Graduate Institute of Applied Geology, National Central University, Taoyuan City, 32001, Taiwan.
Center for Environmental Studies, National Central University, Taoyuan City, 32001, Taiwan.
Environ Monit Assess. 2019 Jan 18;191(2):83. doi: 10.1007/s10661-019-7199-4.

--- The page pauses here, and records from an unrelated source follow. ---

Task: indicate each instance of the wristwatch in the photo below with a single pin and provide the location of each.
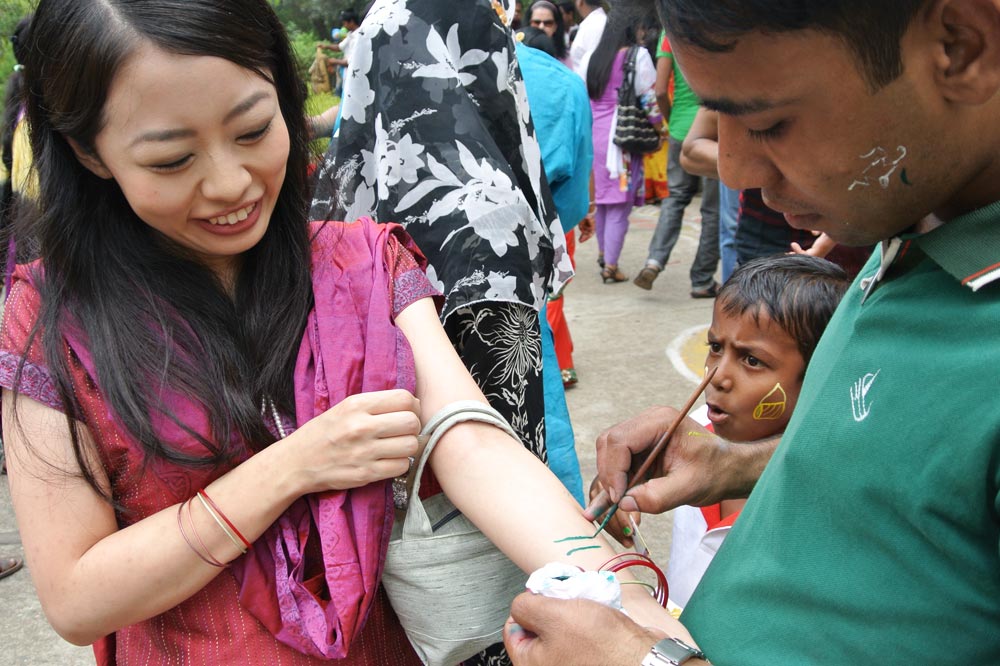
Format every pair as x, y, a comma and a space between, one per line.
671, 652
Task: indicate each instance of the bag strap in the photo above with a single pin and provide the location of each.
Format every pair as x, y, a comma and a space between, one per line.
626, 93
417, 523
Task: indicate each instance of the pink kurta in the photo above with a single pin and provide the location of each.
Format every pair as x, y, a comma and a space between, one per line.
363, 274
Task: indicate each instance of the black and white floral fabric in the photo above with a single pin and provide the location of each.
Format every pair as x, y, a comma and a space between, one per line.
435, 135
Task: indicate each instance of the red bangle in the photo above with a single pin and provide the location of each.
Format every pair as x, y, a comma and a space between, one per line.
239, 534
180, 525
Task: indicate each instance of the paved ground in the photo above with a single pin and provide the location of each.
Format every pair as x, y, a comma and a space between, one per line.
634, 349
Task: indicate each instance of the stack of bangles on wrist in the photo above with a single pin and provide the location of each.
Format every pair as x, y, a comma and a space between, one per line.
220, 519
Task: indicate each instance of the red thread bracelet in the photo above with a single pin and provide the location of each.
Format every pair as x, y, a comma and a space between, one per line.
180, 525
239, 534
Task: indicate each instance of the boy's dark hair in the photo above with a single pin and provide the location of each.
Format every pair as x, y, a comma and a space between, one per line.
798, 292
871, 29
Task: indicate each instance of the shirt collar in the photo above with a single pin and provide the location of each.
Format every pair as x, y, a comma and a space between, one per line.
967, 247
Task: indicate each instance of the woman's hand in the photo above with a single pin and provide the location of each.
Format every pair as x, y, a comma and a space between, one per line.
366, 437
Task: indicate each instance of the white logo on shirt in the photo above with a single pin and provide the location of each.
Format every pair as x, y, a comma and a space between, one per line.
859, 394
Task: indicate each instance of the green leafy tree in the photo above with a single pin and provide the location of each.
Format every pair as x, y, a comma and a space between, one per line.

This study employed experimental and numerical methods to assess the behavior of conservative solute transport for a selected temporary solid waste site in a reclamation area in western Taiwan. Calibrating a site-specific numerical model, finite element model of water flow through saturated-unsaturated media (FEMWATER), relies on observations from field- and laboratory-scale hydraulic tests and spatial-temporal monitoring. The field-scale experiment used a modified hydraulic tomography survey (MHTS) to identify near surface aquifer stratifications and estimate the distribution of saturated hydraulic conductivity. The pressure plate experiments provided parameters for the van Genuchten soil characteristic model. Sensitivity analyses were then conducted based on varied recharge rates and dispersivities applied to the calibrated model. Observations of groundwater levels and salinity in the wells indicated that the regional groundwater flow was from southeast to northwest. In addition, a shallow freshwater layer was noted in the study area. The tidal-induced amplitudes for water level fluctuation in the wells ranged from 2 to 20 cm, depending on their distance from the seawater body. MHTS showed clear stratification, similar to that of well loggings at the storage site. The hydraulic conductivity at the test site ranged from 8 to 10 m/day, which is close to that obtained from the laboratory falling head test. The results of particle-tracking modeling showed that the critical recharge rate for the site needed to enhance plume traveling is 1000 mm/year. The increase in dispersivity values induced a decrease in plume travel time of up to 1000 days from the site to the coastal line. A special case for pulse releasing solute at the site shows that the key factor in controlling plume migration is the recharge rate. This is due to the low natural head gradient in the reclamation area. The results therefore suggest that a land drainage system near the site can play an important role in contaminant transport in the reclamation area.
本研究采用实验和数值方法,评估了台湾西部一个填海区选定的临时固体废物场保守溶质运移行为。为了校准特定于场地的数值模型,饱和-非饱和介质水流的有限元模型(FEMWATER),依赖于现场和实验室尺度水力测试和时空监测的观测结果。现场尺度实验采用改良水力层析成像调查(MHTS)来识别近地表含水层分层,并估计饱和水力传导率的分布。压力板实验为 van Genuchten 土壤特征模型提供了参数。然后,根据应用于校准模型的不同补给率和弥散率进行了敏感性分析。地下水水位和井中盐分的观测表明,区域地下水从东南向西北流动。此外,研究区域还存在一个浅层淡水层。井中水位波动的潮汐诱导幅度取决于它们与海水体的距离,范围从 2 到 20 厘米。MHTS 显示出明显的分层,与储层的测井记录相似。测试现场的渗透系数范围为 8 到 10 米/天,接近实验室降落头试验获得的值。粒子跟踪建模的结果表明,增强羽流传播所需的场地临界补给率为 1000 毫米/年。弥散率值的增加导致羽流从场地到海岸线的传播时间减少了长达 1000 天。在场地释放脉冲溶质的特殊情况下,控制羽流迁移的关键因素是补给率。这是由于填海区的自然水头梯度较低。因此,研究结果表明,场地附近的土地排水系统在填海区的污染物运移中可以发挥重要作用。